API Contract (Hard)

This document defines hard, server-enforced contracts for Aionis Memory Graph API responses. These rules exist to prevent:

accidental data exfiltration via embeddings
response-size explosions (tokens, bandwidth, client memory)
future regressions when subgraph expansion adds more nodes/edges

Guiding Rules (A/B/C)

A. Product boundary (safety/usability)
Embeddings are never returned by default.
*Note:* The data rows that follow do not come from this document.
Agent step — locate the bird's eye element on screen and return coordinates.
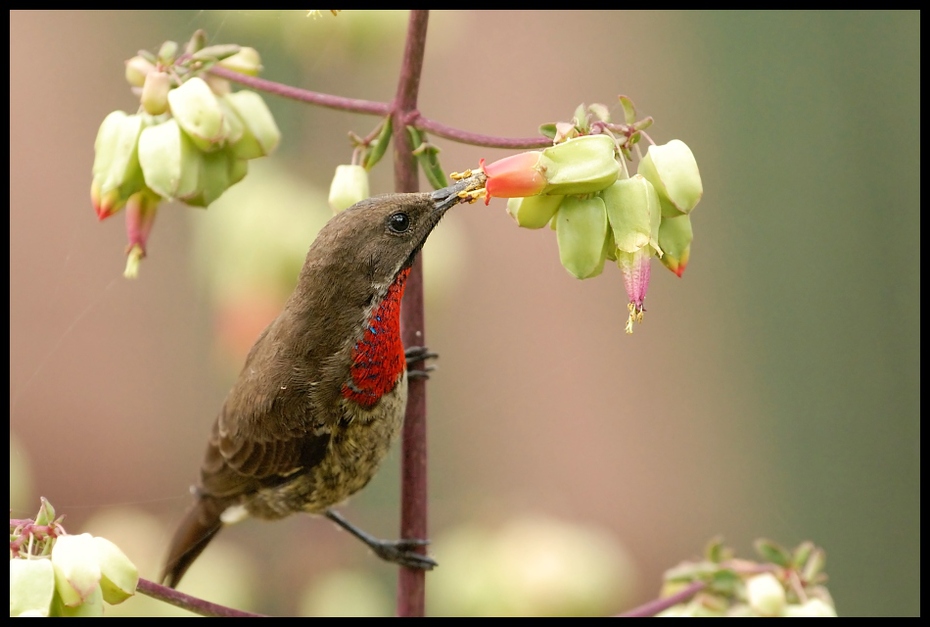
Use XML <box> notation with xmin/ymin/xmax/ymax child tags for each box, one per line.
<box><xmin>387</xmin><ymin>212</ymin><xmax>410</xmax><ymax>233</ymax></box>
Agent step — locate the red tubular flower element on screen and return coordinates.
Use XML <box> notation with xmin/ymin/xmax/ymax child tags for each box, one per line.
<box><xmin>480</xmin><ymin>153</ymin><xmax>547</xmax><ymax>205</ymax></box>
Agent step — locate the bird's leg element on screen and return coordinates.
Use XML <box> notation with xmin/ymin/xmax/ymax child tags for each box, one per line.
<box><xmin>324</xmin><ymin>509</ymin><xmax>437</xmax><ymax>570</ymax></box>
<box><xmin>404</xmin><ymin>345</ymin><xmax>438</xmax><ymax>380</ymax></box>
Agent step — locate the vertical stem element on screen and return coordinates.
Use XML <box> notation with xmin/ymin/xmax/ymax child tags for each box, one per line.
<box><xmin>393</xmin><ymin>9</ymin><xmax>430</xmax><ymax>618</ymax></box>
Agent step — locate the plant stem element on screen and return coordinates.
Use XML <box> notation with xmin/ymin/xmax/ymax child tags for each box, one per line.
<box><xmin>393</xmin><ymin>9</ymin><xmax>430</xmax><ymax>618</ymax></box>
<box><xmin>209</xmin><ymin>66</ymin><xmax>390</xmax><ymax>116</ymax></box>
<box><xmin>617</xmin><ymin>581</ymin><xmax>707</xmax><ymax>617</ymax></box>
<box><xmin>136</xmin><ymin>578</ymin><xmax>264</xmax><ymax>617</ymax></box>
<box><xmin>408</xmin><ymin>113</ymin><xmax>550</xmax><ymax>149</ymax></box>
<box><xmin>209</xmin><ymin>67</ymin><xmax>549</xmax><ymax>149</ymax></box>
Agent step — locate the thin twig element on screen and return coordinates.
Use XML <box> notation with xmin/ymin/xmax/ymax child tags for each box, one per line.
<box><xmin>409</xmin><ymin>113</ymin><xmax>551</xmax><ymax>149</ymax></box>
<box><xmin>617</xmin><ymin>580</ymin><xmax>707</xmax><ymax>617</ymax></box>
<box><xmin>209</xmin><ymin>66</ymin><xmax>551</xmax><ymax>150</ymax></box>
<box><xmin>208</xmin><ymin>65</ymin><xmax>389</xmax><ymax>116</ymax></box>
<box><xmin>136</xmin><ymin>578</ymin><xmax>264</xmax><ymax>617</ymax></box>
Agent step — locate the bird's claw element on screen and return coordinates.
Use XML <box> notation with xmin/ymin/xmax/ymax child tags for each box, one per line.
<box><xmin>325</xmin><ymin>509</ymin><xmax>437</xmax><ymax>570</ymax></box>
<box><xmin>405</xmin><ymin>345</ymin><xmax>438</xmax><ymax>380</ymax></box>
<box><xmin>369</xmin><ymin>538</ymin><xmax>438</xmax><ymax>571</ymax></box>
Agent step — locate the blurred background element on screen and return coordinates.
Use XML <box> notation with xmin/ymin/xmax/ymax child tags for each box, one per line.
<box><xmin>10</xmin><ymin>10</ymin><xmax>919</xmax><ymax>616</ymax></box>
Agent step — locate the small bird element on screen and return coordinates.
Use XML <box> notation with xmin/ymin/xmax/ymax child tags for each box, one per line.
<box><xmin>161</xmin><ymin>178</ymin><xmax>481</xmax><ymax>588</ymax></box>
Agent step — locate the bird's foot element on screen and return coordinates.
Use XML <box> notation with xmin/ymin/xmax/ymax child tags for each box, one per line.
<box><xmin>404</xmin><ymin>345</ymin><xmax>438</xmax><ymax>380</ymax></box>
<box><xmin>325</xmin><ymin>509</ymin><xmax>437</xmax><ymax>570</ymax></box>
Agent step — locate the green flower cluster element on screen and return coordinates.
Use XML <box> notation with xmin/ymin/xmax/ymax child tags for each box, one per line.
<box><xmin>483</xmin><ymin>101</ymin><xmax>703</xmax><ymax>333</ymax></box>
<box><xmin>91</xmin><ymin>33</ymin><xmax>281</xmax><ymax>277</ymax></box>
<box><xmin>10</xmin><ymin>499</ymin><xmax>139</xmax><ymax>617</ymax></box>
<box><xmin>656</xmin><ymin>538</ymin><xmax>837</xmax><ymax>617</ymax></box>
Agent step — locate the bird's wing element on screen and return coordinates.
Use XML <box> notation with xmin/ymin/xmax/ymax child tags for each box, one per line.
<box><xmin>198</xmin><ymin>320</ymin><xmax>339</xmax><ymax>498</ymax></box>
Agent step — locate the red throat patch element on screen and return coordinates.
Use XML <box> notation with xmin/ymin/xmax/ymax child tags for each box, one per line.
<box><xmin>340</xmin><ymin>267</ymin><xmax>411</xmax><ymax>409</ymax></box>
Debug embeddings are a privileged channel with strict caps.

B. API contract (stability)
All outward responses are DTO-whitelisted (no accidental new fields).

C. Query/perf boundary (stop-the-bleed)
The DB layer uses explicit SELECT lists and does not fetch embeddings unless debug mode explicitly requests a bounded preview.

Tenant Isolation (P2.5)

All memory endpoints support tenant_id?: string (default: MEMORY_TENANT_ID, normally default).
Header fallback is supported:
- if request body omits tenant_id, server reads X-Tenant-Id.
Isolation key is (tenant_id, scope) (internally encoded as a tenant-aware scope key).
Backward compatibility:
- tenant_id=default keeps legacy single-tenant scope behavior.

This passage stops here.